Toutes ces variables en font une aventure sportive compliquée. Ça faisait six ans qu'il n'y avait pas eu de finisher, et quand il y en a, ça rend la chose d'autant plus belle. Quand on réussit malgré tout à tenir, c'est un accomplissement dont on est assez fier. On vit beaucoup d'émotions avec les autres coureur·euses sur la course, parce que c'est un événement très atypique, avec une petite communauté qui est véritablement magique.

“On vit beaucoup d'émotions avec les autres coureur·euses sur la course, parce que c'est un événement très atypique, avec une petite communauté qui est véritablement magique”

↪ Comment en vient-on à se dire « ok, je me lance, je candidate à la Barkley » ?

Pour moi, La Barkley représente le défi ultime. Je savais que j'allais vraiment me remettre en question et être challengé, sortir de ma zone de confort et en apprendre plus sur moi-même. 

J'ai commencé par la randonnée aux États-Unis, et à force de faire de longues randos, j'ai voulu me donner un objectif particulier : la Barkley. Je voulais déterminer à quel moment je pouvais échouer, quelles étaient mes limites, et jusqu’où je pouvais aller sur les plans physique, orientation, nutrition, gestion du sommeil… Bref, à tous les niveaux !

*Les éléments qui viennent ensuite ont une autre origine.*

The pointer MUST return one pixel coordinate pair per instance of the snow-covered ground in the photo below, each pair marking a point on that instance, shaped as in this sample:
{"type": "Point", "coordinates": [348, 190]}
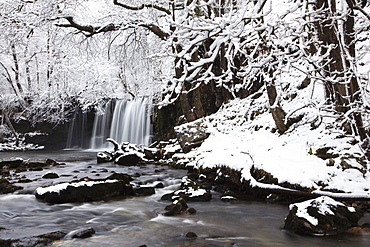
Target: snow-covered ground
{"type": "Point", "coordinates": [242, 135]}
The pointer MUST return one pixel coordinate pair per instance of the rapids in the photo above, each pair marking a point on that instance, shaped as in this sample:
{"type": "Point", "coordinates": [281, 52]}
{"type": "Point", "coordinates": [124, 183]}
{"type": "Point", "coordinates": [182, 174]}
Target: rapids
{"type": "Point", "coordinates": [138, 221]}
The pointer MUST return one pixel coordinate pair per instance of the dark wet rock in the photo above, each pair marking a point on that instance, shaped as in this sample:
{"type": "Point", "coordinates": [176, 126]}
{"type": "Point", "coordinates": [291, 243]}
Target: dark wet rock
{"type": "Point", "coordinates": [190, 190]}
{"type": "Point", "coordinates": [50, 175]}
{"type": "Point", "coordinates": [191, 211]}
{"type": "Point", "coordinates": [167, 197]}
{"type": "Point", "coordinates": [321, 216]}
{"type": "Point", "coordinates": [35, 241]}
{"type": "Point", "coordinates": [51, 162]}
{"type": "Point", "coordinates": [35, 164]}
{"type": "Point", "coordinates": [11, 163]}
{"type": "Point", "coordinates": [20, 169]}
{"type": "Point", "coordinates": [151, 153]}
{"type": "Point", "coordinates": [105, 156]}
{"type": "Point", "coordinates": [83, 191]}
{"type": "Point", "coordinates": [120, 176]}
{"type": "Point", "coordinates": [36, 169]}
{"type": "Point", "coordinates": [191, 235]}
{"type": "Point", "coordinates": [6, 187]}
{"type": "Point", "coordinates": [24, 180]}
{"type": "Point", "coordinates": [177, 207]}
{"type": "Point", "coordinates": [128, 159]}
{"type": "Point", "coordinates": [159, 186]}
{"type": "Point", "coordinates": [365, 225]}
{"type": "Point", "coordinates": [144, 191]}
{"type": "Point", "coordinates": [229, 196]}
{"type": "Point", "coordinates": [81, 233]}
{"type": "Point", "coordinates": [191, 135]}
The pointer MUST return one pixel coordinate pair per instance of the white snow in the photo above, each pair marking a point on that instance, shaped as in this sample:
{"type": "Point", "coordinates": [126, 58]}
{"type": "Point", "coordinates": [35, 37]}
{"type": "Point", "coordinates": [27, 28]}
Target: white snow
{"type": "Point", "coordinates": [62, 186]}
{"type": "Point", "coordinates": [238, 142]}
{"type": "Point", "coordinates": [323, 205]}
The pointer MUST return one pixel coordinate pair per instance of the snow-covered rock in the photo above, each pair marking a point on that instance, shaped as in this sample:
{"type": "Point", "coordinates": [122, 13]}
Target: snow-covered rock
{"type": "Point", "coordinates": [83, 191]}
{"type": "Point", "coordinates": [192, 134]}
{"type": "Point", "coordinates": [321, 216]}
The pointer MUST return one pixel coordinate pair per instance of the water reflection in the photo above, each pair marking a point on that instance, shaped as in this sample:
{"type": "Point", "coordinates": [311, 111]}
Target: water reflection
{"type": "Point", "coordinates": [138, 221]}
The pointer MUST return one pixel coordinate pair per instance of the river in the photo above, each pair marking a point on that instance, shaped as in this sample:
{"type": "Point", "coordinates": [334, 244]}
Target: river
{"type": "Point", "coordinates": [139, 221]}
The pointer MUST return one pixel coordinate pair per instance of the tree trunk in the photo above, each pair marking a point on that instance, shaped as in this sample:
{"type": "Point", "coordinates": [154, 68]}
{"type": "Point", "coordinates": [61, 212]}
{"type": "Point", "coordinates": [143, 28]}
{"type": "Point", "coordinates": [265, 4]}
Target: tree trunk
{"type": "Point", "coordinates": [16, 68]}
{"type": "Point", "coordinates": [343, 92]}
{"type": "Point", "coordinates": [277, 112]}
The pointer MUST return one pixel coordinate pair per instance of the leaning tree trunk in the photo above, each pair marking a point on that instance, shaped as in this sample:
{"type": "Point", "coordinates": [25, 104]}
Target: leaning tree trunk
{"type": "Point", "coordinates": [277, 111]}
{"type": "Point", "coordinates": [341, 90]}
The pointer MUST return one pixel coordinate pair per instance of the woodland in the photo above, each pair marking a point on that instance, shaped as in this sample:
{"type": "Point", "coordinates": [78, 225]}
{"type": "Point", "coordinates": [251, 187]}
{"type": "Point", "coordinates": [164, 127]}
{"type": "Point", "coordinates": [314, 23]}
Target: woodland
{"type": "Point", "coordinates": [300, 61]}
{"type": "Point", "coordinates": [263, 100]}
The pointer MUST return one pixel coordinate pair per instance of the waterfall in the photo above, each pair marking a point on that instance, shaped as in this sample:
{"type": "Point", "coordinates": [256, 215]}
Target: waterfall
{"type": "Point", "coordinates": [124, 121]}
{"type": "Point", "coordinates": [78, 131]}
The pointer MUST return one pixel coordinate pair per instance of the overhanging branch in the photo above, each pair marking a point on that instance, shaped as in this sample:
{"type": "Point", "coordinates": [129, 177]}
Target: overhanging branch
{"type": "Point", "coordinates": [89, 30]}
{"type": "Point", "coordinates": [142, 6]}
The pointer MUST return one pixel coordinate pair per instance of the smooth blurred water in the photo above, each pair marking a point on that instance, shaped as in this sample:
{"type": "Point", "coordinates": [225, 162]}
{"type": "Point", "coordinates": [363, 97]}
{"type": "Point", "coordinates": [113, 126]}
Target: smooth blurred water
{"type": "Point", "coordinates": [138, 220]}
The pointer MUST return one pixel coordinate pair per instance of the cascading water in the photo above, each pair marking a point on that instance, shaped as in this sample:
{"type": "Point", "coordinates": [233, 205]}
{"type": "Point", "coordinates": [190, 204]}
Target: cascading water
{"type": "Point", "coordinates": [128, 122]}
{"type": "Point", "coordinates": [78, 131]}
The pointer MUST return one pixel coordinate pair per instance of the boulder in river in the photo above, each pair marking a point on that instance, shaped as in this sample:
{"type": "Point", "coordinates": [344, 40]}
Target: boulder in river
{"type": "Point", "coordinates": [191, 135]}
{"type": "Point", "coordinates": [81, 233]}
{"type": "Point", "coordinates": [190, 190]}
{"type": "Point", "coordinates": [177, 207]}
{"type": "Point", "coordinates": [83, 191]}
{"type": "Point", "coordinates": [128, 159]}
{"type": "Point", "coordinates": [11, 163]}
{"type": "Point", "coordinates": [321, 216]}
{"type": "Point", "coordinates": [6, 187]}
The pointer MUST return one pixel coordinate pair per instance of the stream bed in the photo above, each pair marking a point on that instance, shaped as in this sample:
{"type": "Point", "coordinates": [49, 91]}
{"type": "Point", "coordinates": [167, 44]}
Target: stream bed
{"type": "Point", "coordinates": [138, 221]}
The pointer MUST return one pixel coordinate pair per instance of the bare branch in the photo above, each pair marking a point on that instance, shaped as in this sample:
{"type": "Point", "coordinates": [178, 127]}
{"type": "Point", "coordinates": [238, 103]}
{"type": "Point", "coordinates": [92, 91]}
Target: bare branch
{"type": "Point", "coordinates": [156, 30]}
{"type": "Point", "coordinates": [142, 6]}
{"type": "Point", "coordinates": [89, 30]}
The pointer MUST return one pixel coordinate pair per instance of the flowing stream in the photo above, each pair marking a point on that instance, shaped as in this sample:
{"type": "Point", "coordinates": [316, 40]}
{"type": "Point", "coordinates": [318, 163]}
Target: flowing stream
{"type": "Point", "coordinates": [139, 221]}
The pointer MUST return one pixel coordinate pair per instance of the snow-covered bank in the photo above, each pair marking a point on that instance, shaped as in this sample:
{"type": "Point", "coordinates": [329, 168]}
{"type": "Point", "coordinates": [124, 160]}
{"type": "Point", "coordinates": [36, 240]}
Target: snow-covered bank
{"type": "Point", "coordinates": [242, 135]}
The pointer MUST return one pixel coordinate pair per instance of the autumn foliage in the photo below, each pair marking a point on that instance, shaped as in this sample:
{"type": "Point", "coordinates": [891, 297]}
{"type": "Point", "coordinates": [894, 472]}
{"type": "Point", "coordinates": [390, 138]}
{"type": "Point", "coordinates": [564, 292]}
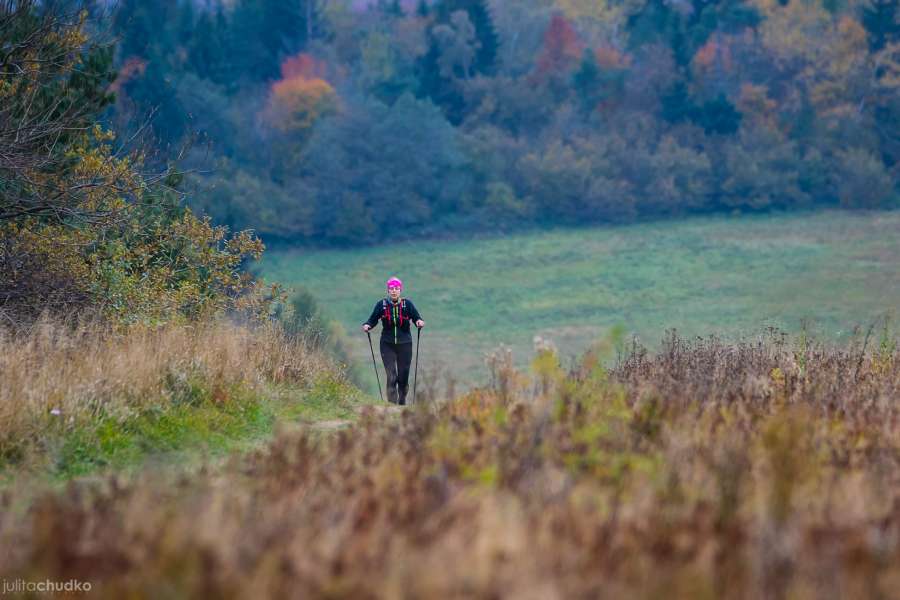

↪ Comment as-tu tourné ta lettre à Gary Cantrell, pour passer cette phase de sélection ?

J’ai surtout mis en avant l’aspect résilience, la persistance, le fait que je voulais faire ça depuis six ans. J’ai voulu montrer que j'attendais mon tour, que j'étais patient et passionné de sport et reconnaissant… Plein de mots comme ceux-là, pour lui montrer à quel point c'était un projet qui me tenait à cœur.

↪ Comment se prépare une telle aventure ? Entrainement, nutrition… À quoi doit-on être vigilant·e ?

Oui, je me suis focalisé sur le volume, en termes de préparation physique. Niveau entraînement, c’est beaucoup de volume de kilomètres et de dénivelés sur deux mois non-stop. Je me suis notamment entraîné avec Guillaume Calmettes, un autre Français candidat à la Barkley.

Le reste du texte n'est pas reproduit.